Non-polynomial framework for stress and strain response of the FG-GPLRC disk using three-dimensional refined higher-order theory

This article presents a non-polynomial framework for bending responses of functionally graded-graphene nanoplatelets composite reinforced (FG-GPLRC) disk based upon three-dimensional refined higher-order shear deformation theory (3D-RHOSDT) for various sets of boundary conditions. By employing Hamilton's principle, the structure's governing equations are derived and solved with the aid of the differential quadrature method (DQM). The rule of the mixture and modified Halpin-Tsai model are engaged to provide the effective material constant of the composite layers.
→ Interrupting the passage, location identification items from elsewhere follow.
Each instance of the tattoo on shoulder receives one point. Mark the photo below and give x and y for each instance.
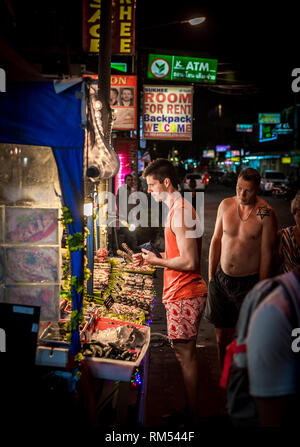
(263, 211)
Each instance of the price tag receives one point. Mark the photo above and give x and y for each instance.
(109, 302)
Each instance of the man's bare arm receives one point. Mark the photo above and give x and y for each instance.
(268, 243)
(215, 245)
(188, 260)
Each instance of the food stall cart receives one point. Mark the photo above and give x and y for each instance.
(39, 119)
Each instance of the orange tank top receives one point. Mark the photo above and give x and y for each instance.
(180, 285)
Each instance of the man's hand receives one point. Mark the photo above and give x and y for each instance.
(137, 259)
(149, 257)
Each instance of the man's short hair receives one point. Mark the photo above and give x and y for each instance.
(161, 169)
(250, 175)
(295, 204)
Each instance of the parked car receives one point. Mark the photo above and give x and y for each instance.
(198, 178)
(270, 178)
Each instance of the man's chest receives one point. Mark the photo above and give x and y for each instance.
(246, 227)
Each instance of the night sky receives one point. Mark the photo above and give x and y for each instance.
(256, 45)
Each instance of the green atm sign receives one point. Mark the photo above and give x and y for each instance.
(182, 68)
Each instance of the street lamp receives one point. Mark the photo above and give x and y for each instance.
(193, 22)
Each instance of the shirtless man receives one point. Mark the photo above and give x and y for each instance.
(185, 291)
(243, 245)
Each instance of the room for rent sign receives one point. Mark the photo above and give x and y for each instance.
(167, 112)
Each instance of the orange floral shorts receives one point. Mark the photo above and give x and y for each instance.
(184, 316)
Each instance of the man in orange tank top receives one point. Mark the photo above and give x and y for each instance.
(184, 294)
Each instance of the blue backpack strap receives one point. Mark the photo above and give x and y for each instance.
(290, 283)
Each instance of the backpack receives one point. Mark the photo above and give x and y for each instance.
(241, 405)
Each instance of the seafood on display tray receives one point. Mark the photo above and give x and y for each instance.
(118, 343)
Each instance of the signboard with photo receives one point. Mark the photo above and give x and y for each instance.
(123, 100)
(167, 112)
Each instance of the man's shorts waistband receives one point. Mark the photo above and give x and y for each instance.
(240, 278)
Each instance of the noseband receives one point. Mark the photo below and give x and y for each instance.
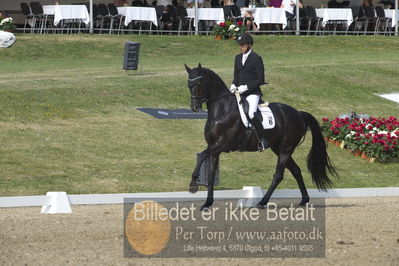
(201, 98)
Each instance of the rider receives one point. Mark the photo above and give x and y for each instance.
(249, 75)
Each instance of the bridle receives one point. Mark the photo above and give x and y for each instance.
(195, 97)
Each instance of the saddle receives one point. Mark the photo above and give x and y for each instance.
(263, 114)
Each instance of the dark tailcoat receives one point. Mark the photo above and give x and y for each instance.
(252, 73)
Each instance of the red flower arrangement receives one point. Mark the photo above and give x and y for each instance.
(375, 137)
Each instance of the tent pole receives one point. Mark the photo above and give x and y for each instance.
(395, 17)
(196, 17)
(91, 16)
(297, 19)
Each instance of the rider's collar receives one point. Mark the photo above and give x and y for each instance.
(248, 52)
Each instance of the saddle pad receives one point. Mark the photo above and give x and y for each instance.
(268, 121)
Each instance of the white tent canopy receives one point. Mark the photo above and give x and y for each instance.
(15, 5)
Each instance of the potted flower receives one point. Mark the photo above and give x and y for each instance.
(7, 24)
(373, 138)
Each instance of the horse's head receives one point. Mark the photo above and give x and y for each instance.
(196, 85)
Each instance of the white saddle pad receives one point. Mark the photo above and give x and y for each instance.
(267, 114)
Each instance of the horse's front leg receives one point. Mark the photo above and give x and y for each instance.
(214, 162)
(193, 184)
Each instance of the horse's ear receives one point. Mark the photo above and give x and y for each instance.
(187, 69)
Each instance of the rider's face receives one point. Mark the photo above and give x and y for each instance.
(244, 48)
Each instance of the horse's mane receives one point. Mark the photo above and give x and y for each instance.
(214, 77)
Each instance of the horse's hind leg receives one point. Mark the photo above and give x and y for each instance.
(296, 172)
(193, 184)
(277, 178)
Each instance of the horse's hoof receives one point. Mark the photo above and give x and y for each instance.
(260, 206)
(204, 208)
(193, 189)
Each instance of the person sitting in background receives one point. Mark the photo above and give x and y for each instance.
(164, 3)
(368, 3)
(288, 6)
(242, 3)
(190, 3)
(120, 3)
(249, 21)
(275, 3)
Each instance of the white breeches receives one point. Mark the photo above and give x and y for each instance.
(253, 101)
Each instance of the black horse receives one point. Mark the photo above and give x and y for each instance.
(224, 132)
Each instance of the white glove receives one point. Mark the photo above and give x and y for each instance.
(233, 88)
(242, 88)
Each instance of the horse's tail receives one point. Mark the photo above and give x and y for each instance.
(318, 159)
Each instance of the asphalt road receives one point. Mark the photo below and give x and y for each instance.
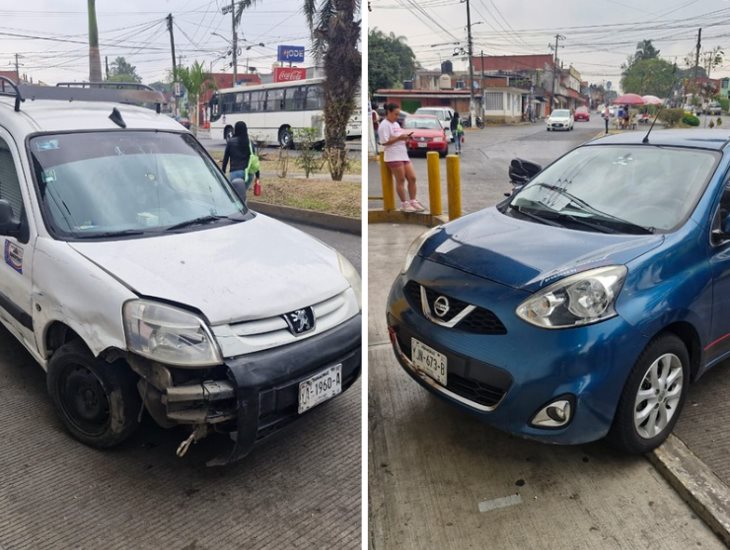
(300, 489)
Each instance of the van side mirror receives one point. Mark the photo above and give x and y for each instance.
(239, 186)
(9, 225)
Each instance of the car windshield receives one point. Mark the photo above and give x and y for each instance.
(100, 184)
(620, 188)
(422, 123)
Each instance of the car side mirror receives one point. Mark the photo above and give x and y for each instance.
(9, 225)
(239, 186)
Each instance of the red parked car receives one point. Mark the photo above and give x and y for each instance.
(428, 134)
(582, 113)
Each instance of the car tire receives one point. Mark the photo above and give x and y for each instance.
(97, 401)
(286, 138)
(636, 428)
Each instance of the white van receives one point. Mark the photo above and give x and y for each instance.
(444, 114)
(138, 279)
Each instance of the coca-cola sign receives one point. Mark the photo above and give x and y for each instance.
(289, 74)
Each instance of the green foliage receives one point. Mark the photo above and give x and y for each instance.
(121, 71)
(649, 76)
(390, 60)
(671, 117)
(305, 140)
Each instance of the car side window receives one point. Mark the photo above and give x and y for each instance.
(9, 184)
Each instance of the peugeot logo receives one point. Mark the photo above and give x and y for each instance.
(300, 320)
(441, 306)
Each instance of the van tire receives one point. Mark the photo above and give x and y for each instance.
(97, 401)
(624, 433)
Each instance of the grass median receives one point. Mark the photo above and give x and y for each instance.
(317, 193)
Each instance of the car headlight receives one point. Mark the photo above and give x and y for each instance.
(353, 277)
(416, 246)
(169, 335)
(580, 299)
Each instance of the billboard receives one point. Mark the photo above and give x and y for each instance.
(290, 54)
(288, 74)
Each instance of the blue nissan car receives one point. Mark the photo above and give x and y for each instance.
(585, 304)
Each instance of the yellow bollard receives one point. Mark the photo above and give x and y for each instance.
(453, 186)
(434, 183)
(386, 179)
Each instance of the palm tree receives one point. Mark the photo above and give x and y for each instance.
(196, 81)
(94, 57)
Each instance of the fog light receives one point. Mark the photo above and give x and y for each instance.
(554, 415)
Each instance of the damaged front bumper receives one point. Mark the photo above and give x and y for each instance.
(249, 397)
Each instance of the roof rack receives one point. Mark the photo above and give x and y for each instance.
(116, 92)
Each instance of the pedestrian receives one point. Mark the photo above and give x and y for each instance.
(242, 156)
(457, 130)
(393, 139)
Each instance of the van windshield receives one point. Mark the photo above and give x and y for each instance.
(105, 184)
(619, 188)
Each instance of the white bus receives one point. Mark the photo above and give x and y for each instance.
(273, 111)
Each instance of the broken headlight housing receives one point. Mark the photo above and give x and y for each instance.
(169, 335)
(581, 299)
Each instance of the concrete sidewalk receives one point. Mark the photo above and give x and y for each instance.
(433, 468)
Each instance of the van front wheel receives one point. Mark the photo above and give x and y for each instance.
(97, 401)
(653, 396)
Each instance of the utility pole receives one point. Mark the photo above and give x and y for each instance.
(555, 68)
(174, 66)
(471, 65)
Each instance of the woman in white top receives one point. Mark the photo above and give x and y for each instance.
(393, 139)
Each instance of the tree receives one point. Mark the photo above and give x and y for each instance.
(390, 60)
(649, 76)
(121, 71)
(94, 56)
(196, 81)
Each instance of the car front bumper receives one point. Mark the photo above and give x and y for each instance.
(520, 371)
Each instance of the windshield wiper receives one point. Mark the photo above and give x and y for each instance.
(585, 207)
(197, 221)
(104, 234)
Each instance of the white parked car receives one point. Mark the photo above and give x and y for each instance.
(560, 119)
(136, 276)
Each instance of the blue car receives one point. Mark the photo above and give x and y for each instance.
(585, 304)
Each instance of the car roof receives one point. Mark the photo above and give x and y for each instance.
(52, 115)
(698, 138)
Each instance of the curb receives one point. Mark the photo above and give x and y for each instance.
(309, 217)
(414, 218)
(696, 484)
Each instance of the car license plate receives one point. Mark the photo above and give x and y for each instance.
(429, 361)
(319, 388)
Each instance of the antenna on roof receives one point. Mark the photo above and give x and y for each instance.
(646, 137)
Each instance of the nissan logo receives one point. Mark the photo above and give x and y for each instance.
(441, 306)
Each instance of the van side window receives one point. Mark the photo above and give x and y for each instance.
(9, 185)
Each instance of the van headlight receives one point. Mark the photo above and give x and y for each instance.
(581, 299)
(169, 335)
(416, 246)
(353, 277)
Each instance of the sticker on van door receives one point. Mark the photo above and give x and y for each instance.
(14, 256)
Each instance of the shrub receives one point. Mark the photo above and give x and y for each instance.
(671, 117)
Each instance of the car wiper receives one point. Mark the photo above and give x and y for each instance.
(584, 206)
(197, 221)
(106, 234)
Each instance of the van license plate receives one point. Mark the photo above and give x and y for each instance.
(319, 388)
(429, 361)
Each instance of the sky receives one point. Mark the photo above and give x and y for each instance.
(599, 34)
(137, 30)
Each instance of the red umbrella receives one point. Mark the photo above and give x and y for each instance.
(628, 99)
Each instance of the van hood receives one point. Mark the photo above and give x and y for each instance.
(249, 270)
(526, 255)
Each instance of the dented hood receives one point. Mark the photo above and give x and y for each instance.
(249, 270)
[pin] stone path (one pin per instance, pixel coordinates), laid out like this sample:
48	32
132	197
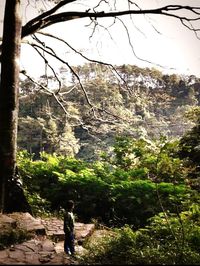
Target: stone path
47	245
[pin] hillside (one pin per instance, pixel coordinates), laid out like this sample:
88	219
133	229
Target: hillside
89	113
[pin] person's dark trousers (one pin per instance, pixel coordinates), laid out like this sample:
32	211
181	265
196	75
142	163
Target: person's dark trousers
69	244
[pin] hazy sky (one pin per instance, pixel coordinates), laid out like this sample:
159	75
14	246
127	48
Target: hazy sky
174	47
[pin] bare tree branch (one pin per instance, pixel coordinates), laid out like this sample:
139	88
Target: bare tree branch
39	23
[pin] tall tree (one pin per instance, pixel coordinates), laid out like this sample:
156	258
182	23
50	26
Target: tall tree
12	34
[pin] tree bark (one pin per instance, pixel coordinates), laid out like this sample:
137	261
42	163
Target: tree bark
9	89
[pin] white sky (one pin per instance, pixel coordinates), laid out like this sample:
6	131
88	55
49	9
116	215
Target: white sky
176	48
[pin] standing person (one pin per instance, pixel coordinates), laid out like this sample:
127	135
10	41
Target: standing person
69	228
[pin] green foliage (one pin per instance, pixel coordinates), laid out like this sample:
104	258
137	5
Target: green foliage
13	236
168	240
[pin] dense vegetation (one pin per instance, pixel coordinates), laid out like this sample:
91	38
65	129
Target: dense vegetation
126	176
143	189
139	103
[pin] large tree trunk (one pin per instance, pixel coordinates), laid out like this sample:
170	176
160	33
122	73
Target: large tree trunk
11	194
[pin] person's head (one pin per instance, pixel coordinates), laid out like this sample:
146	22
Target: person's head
70	205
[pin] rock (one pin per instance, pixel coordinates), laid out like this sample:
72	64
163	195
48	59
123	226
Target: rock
7	222
27	222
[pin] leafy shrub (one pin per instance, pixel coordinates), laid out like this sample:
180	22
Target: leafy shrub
13	236
168	240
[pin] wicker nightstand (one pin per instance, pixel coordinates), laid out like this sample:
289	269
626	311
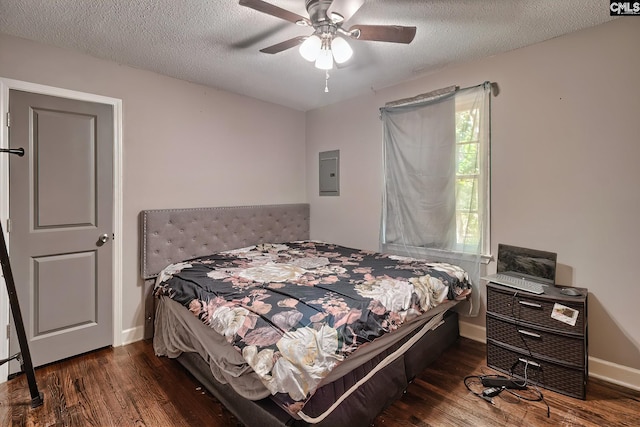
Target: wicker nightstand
541	336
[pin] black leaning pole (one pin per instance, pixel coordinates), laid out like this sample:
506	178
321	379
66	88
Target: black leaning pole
24	356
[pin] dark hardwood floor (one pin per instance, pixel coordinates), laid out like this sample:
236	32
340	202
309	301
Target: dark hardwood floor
130	386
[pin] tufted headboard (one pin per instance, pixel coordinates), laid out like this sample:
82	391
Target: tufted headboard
174	235
168	236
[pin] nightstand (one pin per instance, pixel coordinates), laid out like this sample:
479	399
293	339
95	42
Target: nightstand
540	337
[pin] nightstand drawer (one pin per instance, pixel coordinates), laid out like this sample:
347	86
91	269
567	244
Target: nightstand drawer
563	379
566	349
533	309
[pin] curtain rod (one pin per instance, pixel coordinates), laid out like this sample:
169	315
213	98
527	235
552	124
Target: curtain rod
430	96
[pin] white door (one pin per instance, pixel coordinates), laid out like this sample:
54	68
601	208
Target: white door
61	223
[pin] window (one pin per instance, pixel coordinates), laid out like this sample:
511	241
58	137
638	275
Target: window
436	178
468	229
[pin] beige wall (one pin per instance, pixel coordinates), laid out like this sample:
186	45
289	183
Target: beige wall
565	174
184	145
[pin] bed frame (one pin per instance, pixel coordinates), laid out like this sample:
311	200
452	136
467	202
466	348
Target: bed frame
173	235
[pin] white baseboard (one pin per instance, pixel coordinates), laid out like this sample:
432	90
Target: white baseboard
614	373
598	368
132	335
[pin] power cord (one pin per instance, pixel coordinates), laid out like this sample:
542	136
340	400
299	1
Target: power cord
476	382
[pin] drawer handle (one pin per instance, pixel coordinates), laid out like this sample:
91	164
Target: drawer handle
530	304
529	362
529	334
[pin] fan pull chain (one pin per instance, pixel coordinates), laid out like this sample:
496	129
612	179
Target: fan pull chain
326	81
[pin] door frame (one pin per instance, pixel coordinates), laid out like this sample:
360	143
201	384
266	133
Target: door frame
6	85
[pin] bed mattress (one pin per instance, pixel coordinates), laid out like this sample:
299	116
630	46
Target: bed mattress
293	317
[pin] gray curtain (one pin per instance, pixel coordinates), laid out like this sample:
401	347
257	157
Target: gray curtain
425	214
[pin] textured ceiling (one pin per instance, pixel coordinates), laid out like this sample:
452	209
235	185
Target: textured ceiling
217	42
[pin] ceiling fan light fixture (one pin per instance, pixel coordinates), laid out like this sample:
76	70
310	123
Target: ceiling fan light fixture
310	48
325	59
341	50
336	17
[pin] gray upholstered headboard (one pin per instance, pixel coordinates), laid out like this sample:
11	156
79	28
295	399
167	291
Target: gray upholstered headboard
174	235
168	236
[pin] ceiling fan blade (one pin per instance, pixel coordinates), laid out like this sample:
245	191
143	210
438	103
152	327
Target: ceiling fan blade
273	10
287	44
383	33
345	8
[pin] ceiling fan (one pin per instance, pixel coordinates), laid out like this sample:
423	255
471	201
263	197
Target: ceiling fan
326	45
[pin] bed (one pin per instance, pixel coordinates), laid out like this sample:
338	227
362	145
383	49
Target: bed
233	297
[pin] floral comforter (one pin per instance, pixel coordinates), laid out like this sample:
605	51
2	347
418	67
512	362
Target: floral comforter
296	310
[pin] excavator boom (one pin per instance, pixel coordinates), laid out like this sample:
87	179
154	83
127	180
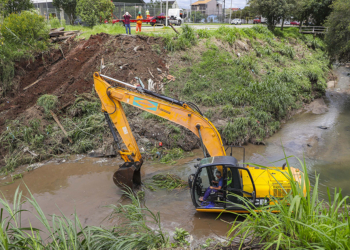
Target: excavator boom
184	114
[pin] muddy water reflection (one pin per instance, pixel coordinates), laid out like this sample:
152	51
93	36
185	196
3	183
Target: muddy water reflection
86	185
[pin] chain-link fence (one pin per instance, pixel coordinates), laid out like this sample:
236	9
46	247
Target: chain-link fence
153	9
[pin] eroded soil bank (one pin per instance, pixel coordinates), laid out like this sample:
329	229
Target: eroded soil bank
246	81
85	184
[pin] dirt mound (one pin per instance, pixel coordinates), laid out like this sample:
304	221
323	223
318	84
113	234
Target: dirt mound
68	71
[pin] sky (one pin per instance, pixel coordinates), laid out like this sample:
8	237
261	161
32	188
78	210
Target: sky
185	4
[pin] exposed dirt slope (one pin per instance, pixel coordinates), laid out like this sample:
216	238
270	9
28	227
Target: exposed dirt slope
69	72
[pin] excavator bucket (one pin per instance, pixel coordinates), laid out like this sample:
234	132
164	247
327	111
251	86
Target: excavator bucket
128	175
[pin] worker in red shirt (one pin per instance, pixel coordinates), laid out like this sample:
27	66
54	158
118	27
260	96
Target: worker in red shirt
139	22
127	17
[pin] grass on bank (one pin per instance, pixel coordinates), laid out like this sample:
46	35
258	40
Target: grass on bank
138	228
254	86
304	221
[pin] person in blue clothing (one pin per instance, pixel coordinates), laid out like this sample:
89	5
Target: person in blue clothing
219	184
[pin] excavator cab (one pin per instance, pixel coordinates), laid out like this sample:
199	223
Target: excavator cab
238	185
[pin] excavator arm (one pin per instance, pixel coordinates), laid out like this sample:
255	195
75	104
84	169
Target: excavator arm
182	113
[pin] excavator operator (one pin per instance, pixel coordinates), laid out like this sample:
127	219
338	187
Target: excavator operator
219	184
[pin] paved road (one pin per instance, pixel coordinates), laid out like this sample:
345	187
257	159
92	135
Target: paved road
210	26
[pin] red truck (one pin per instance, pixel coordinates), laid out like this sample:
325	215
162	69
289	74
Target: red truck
152	20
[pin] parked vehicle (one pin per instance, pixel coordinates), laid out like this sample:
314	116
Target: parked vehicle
236	21
295	23
175	16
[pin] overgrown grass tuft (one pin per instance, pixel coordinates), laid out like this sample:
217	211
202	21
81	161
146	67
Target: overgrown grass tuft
140	228
256	88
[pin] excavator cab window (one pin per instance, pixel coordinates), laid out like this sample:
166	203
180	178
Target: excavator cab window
237	185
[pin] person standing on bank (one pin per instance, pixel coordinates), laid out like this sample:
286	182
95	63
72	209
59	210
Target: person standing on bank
139	22
127	17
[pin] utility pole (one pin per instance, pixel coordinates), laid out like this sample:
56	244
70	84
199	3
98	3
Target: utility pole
47	9
166	13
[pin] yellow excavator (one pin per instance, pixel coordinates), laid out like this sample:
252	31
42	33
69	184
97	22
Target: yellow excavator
247	183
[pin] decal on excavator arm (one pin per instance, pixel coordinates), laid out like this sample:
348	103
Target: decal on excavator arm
145	104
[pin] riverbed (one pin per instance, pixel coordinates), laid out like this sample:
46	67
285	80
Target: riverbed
85	185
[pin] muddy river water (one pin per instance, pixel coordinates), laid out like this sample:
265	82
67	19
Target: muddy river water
85	184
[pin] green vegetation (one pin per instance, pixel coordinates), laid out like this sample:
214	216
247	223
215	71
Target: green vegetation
22	36
86	129
68	6
168	181
255	89
180	237
8	7
93	11
300	10
139	228
304	220
337	37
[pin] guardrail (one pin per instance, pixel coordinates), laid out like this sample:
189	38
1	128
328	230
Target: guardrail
313	29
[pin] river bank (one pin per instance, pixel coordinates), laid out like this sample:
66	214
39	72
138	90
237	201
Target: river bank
260	83
85	184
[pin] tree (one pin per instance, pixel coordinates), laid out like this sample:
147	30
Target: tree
68	6
90	11
197	16
315	11
338	35
320	10
16	6
272	10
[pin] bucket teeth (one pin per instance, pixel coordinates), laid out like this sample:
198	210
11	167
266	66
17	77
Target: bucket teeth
128	175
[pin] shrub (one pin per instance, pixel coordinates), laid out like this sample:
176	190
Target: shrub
28	27
54	22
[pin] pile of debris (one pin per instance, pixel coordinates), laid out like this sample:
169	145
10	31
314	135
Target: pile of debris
59	34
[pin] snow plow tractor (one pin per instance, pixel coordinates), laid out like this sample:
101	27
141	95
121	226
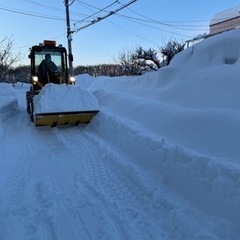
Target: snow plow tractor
49	69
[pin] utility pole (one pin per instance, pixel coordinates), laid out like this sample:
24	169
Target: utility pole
69	37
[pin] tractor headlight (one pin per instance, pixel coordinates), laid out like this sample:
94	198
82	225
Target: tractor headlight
72	80
35	78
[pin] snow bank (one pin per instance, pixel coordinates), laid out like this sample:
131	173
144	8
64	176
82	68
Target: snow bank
84	81
8	98
64	98
193	102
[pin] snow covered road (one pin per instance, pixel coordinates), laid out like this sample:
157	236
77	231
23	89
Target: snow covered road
159	161
89	182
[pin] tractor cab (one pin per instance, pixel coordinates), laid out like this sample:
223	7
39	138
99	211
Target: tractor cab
49	65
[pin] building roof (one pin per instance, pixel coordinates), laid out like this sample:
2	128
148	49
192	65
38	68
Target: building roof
225	15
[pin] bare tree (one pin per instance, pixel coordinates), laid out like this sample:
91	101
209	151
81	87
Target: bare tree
138	61
170	50
7	58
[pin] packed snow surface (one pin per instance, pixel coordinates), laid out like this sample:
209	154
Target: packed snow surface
64	98
161	159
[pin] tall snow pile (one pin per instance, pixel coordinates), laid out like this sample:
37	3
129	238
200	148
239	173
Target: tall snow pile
195	101
64	98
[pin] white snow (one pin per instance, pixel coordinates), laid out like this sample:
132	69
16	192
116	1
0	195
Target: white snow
62	98
159	161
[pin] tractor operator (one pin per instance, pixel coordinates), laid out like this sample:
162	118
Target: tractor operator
47	69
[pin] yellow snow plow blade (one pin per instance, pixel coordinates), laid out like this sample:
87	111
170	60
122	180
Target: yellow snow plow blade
64	118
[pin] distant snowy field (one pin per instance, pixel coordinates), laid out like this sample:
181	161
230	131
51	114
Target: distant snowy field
181	123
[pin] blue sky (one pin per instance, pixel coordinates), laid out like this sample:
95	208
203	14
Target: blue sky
146	23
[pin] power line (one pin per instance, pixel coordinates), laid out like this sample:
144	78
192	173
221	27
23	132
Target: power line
101	10
106	16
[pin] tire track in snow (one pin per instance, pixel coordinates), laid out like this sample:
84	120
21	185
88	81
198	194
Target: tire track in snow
116	189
Afterward, a parametric study is done to present the effects of weight fraction of GPLs, three kinds of FG patterns, shape mode, three kinds of boundary conditions, and different patterns of applied load on bending characteristics of the FG-GPLRC disk. The results show that in the outer and inner layers of the GPLRC disk, the structure with GPL-X and GPL-O patterns has the highest and lowest value of the shear stress, while in the middle layer, the mentioned relation between GPL patterns and shear stress changes to reverse. Another consequence is that the GPLRC disk has the best bending and static behavior against the sinusoidal pattern of applied load, and the structure shows weaker behavior against the uniform pattern. It is also observed that as the radius ratio increases, the buckled nodes are concentrated along the circumferential direction, and the mentioned issue is more considerable at the higher mode numbers.